Alright, so it didn't exactly happen yesterday, but CityVille has soared high above FarmVille's 56.8 million players with a massive (for these days) 61.7 million monthly players. It did what many thought was the impossible in just 22 days, according to Inside Social, and it took good old FarmVille four months to reach that size back in the day. While we've already explored what might have contributed to the game's blindingly fast rise to Zynga supremacy, it's impossible to tell how long this will last.

It will take at least another month for CityVille's numbers to stabilize--or at least slow down, for Pete's sake. These numbers are purely an accumulation of the amount of players who have logged into the game at least once in the past three weeks. Whether the game can hold the interest of its nearly 62 million players for a lengthy period of time has yet to be seen. However, if the game keeps growing at this rate, it could easily meet FarmVille's former glory of 84 million monthly players by 2011. Until then, Mark Pincus and the CityVille team can enjoy their early Christmas gift Scrooge McDuck style.

Tuesday, January 10, 2012

Facebook updates formula for active users, player numbers plummet

Just before the weekend, Facebook threw everyone for a loop with a new approach to calculating just how "active" monthly active users are of its thousands of apps, namely social games. And as a result, the numbers of monthly active players of just about every Facebook game and developer have dropped significantly. And we say "significantly" because of Facebook's reasoning behind the change.

"Given that most apps work this way, we're changing our active user figures for Apps on Facebook to publicly report the number of users that authenticate with the app," Facebook's Rushi Desai writes. "We believe this shift from "visitors" to "authenticated users" more accurately reflects the usage of an application, and it brings our measurement methodology for apps into alignment with how we measure engagement on Facebook."

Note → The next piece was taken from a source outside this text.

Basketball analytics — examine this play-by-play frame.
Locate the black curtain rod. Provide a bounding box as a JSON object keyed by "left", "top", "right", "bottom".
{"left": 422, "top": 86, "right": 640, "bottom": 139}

What Facebook is essentially saying is that it is no longer counting the users who visit an app or game's Canvas, but refuse to authenticate the app and leave the page before ever entering the game. Instead, Facebook will now only count the amount of users that actively log into the app or game per month.
CityVille MAU
The company goes on to say that the one-time drop will result in a perceived decline in the number of active users of its many social games and apps, but the number of users actually engaging with the apps is unchanged. But that's just it: Regardless of whether the same rough portion of players have been "actively engaging" with games like CityVille this month, this still means that nearly 20 million people merely visited the app in the last month and did not play the game. And that goes for not just CityVille, but Facebook games across the board.

This is certainly a positive change for all, as it promotes a more accurate measure of just how many players are actually playing these still-massive social games. However, the change reveals how many players are actually logging into these games every month as opposed to merely visiting. And no matter how you slice it, the numbers are smaller than previously imagined.